Communities in northern Thailand would also be uprooted, said Pianporn Deetes, of the non-government organization Living River Siam-Southeast Asia Rivers Network, in a commentary in the English-language daily The Nation.
«No one knows exactly how many people would be affected [by the construction of the proposed dams],» she said. «However, Salween Watch says the conservative estimate is that at least 83,000 people will be uprooted from their homeland in the Shan, Karenni, and Karen states in Burma, and Mae Hong Son province in Thailand.
«If the dams are built, Thailand will not be able to avoid the inevitable influx of new ethnic Burmese refugees from the dam-affected areas,» she warned.
Thailand already is host to at least 140,000 refugees registered in temporary shelters along the border as well as more than one million migrant workers from Burma.
The warnings by Pianporn Deetes came as petitions against the dams were handed in on Wednesday at Thailand's Energy Ministry and the National Human Rights Commission.
Thailand's state-owned Electricity Generating Authority and China's Sinohydro Corporation signed a memorandum of understanding to construct five Salween dams in December 2005. Construction of the first, the Hutgyi Dam, is due to start in December this year at a site 30km from Burma's border with northern Thailand.
The Coordinating Committee on Development and the Salween Watch, which includes environmental and human rights organizations from Thailand, Burma and the international community, said in their petitions that they were «strongly opposed to the cooperation between EGAT and China as well as Burma's military government.»

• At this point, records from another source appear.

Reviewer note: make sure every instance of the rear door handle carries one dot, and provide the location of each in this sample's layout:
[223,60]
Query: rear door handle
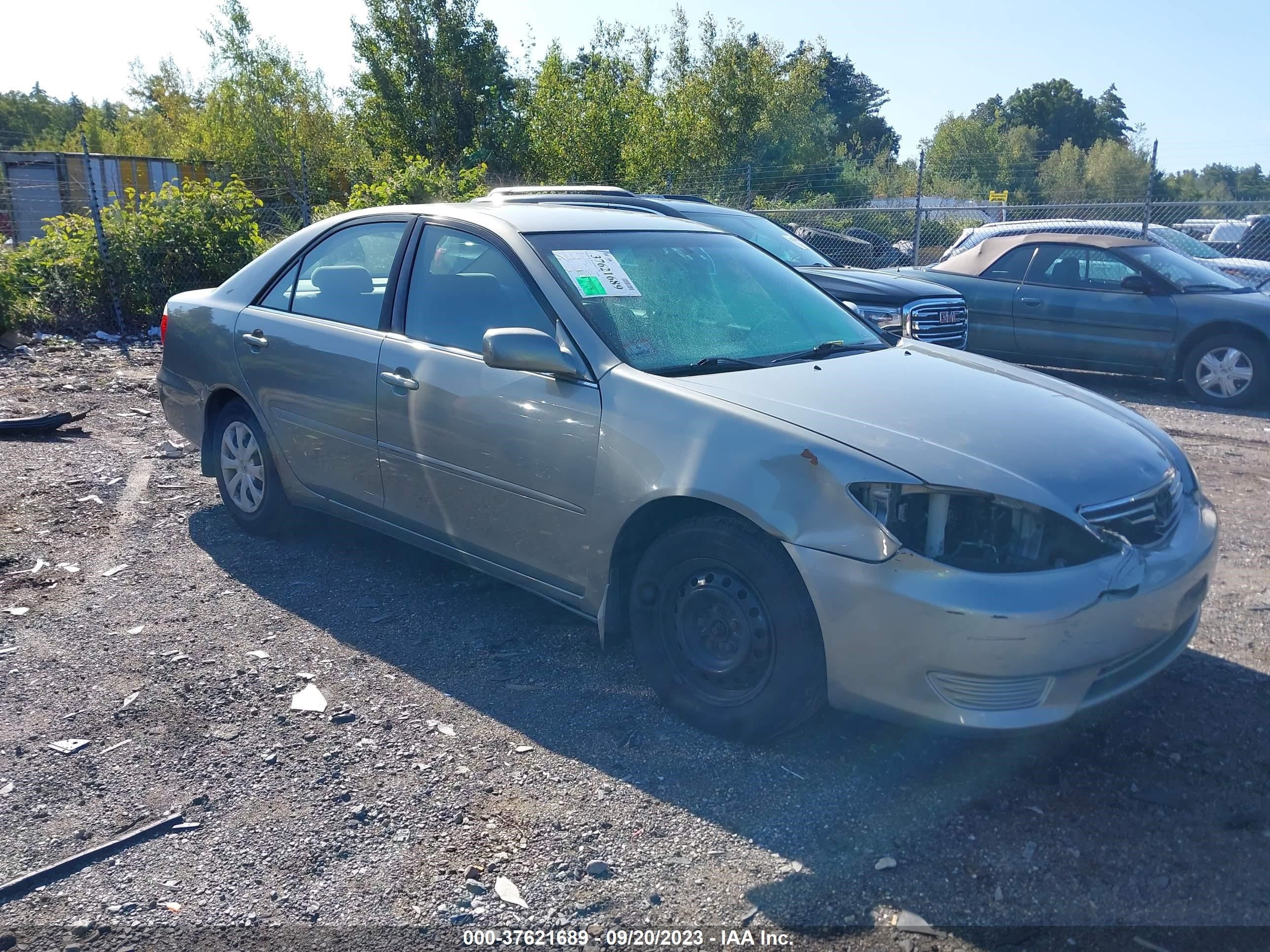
[397,380]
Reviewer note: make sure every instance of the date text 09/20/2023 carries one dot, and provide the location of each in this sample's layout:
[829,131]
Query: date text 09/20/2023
[648,938]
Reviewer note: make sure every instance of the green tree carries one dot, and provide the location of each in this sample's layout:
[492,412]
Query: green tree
[855,103]
[1061,177]
[1116,172]
[435,82]
[266,113]
[1059,112]
[585,115]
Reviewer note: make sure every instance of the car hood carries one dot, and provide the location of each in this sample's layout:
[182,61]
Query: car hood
[1245,265]
[957,419]
[870,285]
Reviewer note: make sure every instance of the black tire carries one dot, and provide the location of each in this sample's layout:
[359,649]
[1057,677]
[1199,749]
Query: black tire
[274,510]
[726,631]
[1255,360]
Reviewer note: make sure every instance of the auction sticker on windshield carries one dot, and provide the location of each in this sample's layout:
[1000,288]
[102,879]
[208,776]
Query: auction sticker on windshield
[598,273]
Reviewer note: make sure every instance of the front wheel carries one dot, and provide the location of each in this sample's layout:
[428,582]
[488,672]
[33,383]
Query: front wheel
[1227,370]
[246,474]
[726,631]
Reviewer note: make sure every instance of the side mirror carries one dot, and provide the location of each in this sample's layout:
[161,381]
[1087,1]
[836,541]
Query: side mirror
[528,349]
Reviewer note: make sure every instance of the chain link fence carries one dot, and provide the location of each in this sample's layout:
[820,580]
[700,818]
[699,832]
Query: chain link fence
[882,234]
[861,232]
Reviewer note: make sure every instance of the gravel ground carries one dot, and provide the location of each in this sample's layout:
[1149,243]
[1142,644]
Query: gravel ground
[483,728]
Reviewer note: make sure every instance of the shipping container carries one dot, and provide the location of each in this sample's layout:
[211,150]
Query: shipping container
[38,186]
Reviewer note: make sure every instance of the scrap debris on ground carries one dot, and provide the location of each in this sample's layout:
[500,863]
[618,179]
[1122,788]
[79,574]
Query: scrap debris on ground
[473,757]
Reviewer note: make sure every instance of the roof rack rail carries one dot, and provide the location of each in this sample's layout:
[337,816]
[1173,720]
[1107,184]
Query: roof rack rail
[559,190]
[684,199]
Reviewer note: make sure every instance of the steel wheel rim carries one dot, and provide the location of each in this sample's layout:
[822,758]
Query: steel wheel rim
[717,629]
[243,468]
[1225,373]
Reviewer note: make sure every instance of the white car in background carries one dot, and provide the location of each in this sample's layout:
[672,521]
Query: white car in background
[1246,271]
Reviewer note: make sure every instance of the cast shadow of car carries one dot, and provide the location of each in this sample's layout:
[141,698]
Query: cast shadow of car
[1074,824]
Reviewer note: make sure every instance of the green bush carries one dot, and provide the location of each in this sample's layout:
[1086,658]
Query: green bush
[417,182]
[184,238]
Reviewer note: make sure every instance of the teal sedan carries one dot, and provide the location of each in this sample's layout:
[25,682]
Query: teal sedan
[1100,303]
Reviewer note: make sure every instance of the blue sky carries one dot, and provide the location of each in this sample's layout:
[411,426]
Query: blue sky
[1192,73]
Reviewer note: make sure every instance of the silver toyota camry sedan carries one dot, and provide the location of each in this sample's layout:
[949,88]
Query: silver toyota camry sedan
[667,431]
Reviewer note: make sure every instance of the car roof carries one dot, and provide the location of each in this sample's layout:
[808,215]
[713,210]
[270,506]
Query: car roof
[978,258]
[828,233]
[531,217]
[673,206]
[1046,224]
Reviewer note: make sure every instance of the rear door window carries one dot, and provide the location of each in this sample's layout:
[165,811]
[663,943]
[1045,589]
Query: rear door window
[1059,266]
[462,286]
[1011,266]
[346,276]
[280,295]
[1076,267]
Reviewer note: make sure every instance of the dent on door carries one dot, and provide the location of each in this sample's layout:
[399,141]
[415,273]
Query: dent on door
[314,381]
[497,462]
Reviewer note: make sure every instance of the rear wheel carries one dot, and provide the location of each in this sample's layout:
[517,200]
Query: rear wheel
[246,474]
[1227,370]
[726,631]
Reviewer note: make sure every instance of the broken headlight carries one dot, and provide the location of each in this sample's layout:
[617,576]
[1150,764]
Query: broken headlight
[978,531]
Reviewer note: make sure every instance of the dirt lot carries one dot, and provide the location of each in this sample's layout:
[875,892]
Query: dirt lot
[491,730]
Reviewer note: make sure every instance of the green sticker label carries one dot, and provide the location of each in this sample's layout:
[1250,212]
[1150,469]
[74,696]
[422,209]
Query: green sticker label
[590,287]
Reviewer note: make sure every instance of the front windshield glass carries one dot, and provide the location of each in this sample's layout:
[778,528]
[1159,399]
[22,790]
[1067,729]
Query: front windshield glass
[1181,241]
[1180,271]
[666,300]
[768,235]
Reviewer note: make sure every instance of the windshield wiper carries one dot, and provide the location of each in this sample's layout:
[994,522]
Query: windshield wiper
[825,349]
[710,364]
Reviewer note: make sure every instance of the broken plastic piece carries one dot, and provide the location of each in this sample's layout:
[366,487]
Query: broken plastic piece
[310,699]
[912,922]
[506,890]
[40,424]
[69,747]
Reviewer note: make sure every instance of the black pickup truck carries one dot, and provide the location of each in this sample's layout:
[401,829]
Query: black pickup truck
[896,305]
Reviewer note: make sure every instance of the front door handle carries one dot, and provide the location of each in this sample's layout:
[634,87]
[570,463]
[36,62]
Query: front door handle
[397,380]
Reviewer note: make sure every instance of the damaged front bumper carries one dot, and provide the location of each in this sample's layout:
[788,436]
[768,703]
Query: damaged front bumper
[912,639]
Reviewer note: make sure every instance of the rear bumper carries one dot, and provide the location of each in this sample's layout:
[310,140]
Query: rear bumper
[910,639]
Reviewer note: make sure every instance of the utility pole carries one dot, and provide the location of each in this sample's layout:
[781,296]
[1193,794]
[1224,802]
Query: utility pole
[917,208]
[1151,181]
[101,235]
[304,187]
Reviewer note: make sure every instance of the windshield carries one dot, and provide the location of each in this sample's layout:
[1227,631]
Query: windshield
[768,235]
[666,300]
[1181,271]
[1181,241]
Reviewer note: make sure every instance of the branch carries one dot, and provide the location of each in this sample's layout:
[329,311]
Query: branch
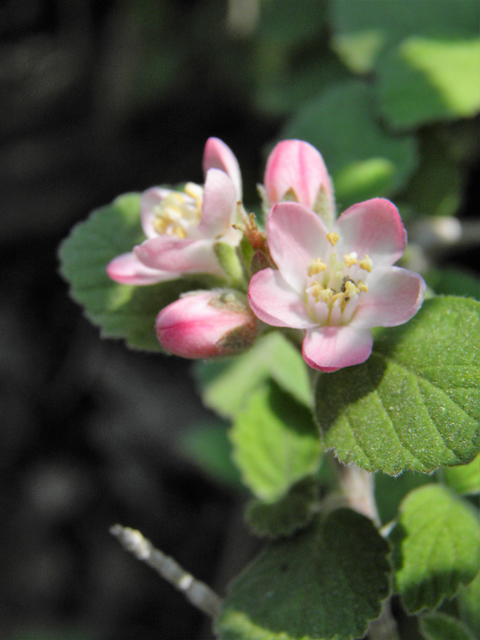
[196,592]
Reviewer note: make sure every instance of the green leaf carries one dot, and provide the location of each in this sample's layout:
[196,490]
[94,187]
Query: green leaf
[327,581]
[275,442]
[120,310]
[364,160]
[415,403]
[438,626]
[362,29]
[426,80]
[291,513]
[465,480]
[390,491]
[225,386]
[469,604]
[436,546]
[454,281]
[208,445]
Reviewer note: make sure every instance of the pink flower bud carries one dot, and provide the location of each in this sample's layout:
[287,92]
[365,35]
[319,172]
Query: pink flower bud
[207,324]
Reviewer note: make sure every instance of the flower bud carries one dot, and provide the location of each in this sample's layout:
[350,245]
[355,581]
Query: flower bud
[207,324]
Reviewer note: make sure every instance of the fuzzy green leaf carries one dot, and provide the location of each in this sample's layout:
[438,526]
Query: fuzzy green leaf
[439,626]
[120,310]
[327,582]
[436,546]
[292,512]
[275,442]
[364,160]
[415,403]
[225,386]
[465,479]
[469,604]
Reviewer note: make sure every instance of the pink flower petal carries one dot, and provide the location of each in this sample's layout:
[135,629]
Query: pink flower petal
[219,204]
[181,255]
[294,164]
[127,269]
[373,228]
[151,198]
[276,303]
[330,348]
[394,296]
[296,236]
[218,155]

The planned Salween dams would generate 10,000 megawatts of power, but Asian Development Bank officials say that while there is a growing demand in Thailand for electricity there is a need to take into account environmental and social issues.

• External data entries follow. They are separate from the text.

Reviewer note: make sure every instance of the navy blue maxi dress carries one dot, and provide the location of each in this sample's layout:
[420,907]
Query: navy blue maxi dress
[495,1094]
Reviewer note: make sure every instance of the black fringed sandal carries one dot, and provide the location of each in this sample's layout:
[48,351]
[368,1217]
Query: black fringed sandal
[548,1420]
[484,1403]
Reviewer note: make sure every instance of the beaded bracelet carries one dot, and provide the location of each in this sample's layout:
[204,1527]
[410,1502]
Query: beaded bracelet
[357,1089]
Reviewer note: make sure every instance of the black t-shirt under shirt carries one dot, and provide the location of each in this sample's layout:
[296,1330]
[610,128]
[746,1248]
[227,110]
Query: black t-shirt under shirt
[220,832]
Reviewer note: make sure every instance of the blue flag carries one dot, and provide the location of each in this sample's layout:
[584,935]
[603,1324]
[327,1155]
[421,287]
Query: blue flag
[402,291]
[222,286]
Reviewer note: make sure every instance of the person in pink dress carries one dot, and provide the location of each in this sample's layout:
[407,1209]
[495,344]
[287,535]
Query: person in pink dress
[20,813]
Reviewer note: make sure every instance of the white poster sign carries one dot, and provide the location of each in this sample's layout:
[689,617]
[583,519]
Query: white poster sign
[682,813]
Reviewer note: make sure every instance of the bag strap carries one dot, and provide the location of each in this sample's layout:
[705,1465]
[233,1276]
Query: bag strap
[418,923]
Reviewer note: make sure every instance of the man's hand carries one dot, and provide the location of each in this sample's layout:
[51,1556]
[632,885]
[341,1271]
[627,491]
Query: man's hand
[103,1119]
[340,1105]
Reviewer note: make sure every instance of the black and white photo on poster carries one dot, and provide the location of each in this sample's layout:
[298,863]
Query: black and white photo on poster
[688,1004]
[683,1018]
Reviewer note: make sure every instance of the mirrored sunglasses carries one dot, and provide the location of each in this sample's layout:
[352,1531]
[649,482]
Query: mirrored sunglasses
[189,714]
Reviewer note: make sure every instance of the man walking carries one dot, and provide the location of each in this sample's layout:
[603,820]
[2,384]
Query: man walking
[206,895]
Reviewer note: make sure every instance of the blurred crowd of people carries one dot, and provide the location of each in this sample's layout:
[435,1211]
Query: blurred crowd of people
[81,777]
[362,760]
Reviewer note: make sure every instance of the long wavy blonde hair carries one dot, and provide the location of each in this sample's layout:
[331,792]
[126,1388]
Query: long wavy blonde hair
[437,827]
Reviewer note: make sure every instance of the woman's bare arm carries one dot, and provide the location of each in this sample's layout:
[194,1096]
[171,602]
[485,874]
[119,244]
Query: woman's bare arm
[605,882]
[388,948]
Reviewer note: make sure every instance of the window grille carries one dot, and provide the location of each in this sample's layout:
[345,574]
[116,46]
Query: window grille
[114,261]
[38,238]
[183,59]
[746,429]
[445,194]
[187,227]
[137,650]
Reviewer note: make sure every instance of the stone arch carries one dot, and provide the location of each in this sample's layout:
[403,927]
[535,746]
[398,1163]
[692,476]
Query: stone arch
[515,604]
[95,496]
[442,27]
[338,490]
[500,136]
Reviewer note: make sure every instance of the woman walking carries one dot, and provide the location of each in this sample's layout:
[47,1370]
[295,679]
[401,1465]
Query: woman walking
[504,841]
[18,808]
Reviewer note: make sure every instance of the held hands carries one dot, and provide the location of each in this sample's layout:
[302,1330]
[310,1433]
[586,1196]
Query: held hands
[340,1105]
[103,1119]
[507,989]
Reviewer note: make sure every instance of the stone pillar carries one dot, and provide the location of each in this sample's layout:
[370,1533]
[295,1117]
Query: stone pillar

The ADB is not involved in the financing of the Salween projects, but has experience as a lender in other dam developments across the region.
The Karenni Development Research Group has estimated that one of the dam projects in Karenni state would inundate 28 towns and villages, including the historical Karenni capital of Bawlake, displacing 30,000 people.
Non-government and human rights groups have accused the authorities involved in planning the projects of a lack of transparency. Other groups maintain that the Burmese military campaigns in Karen State are a pretext to push local communities out of the region and take over the land for future economic development.
Activists in the Philippines joined the campaign and staged a protest outside the Thai embassy in Manila.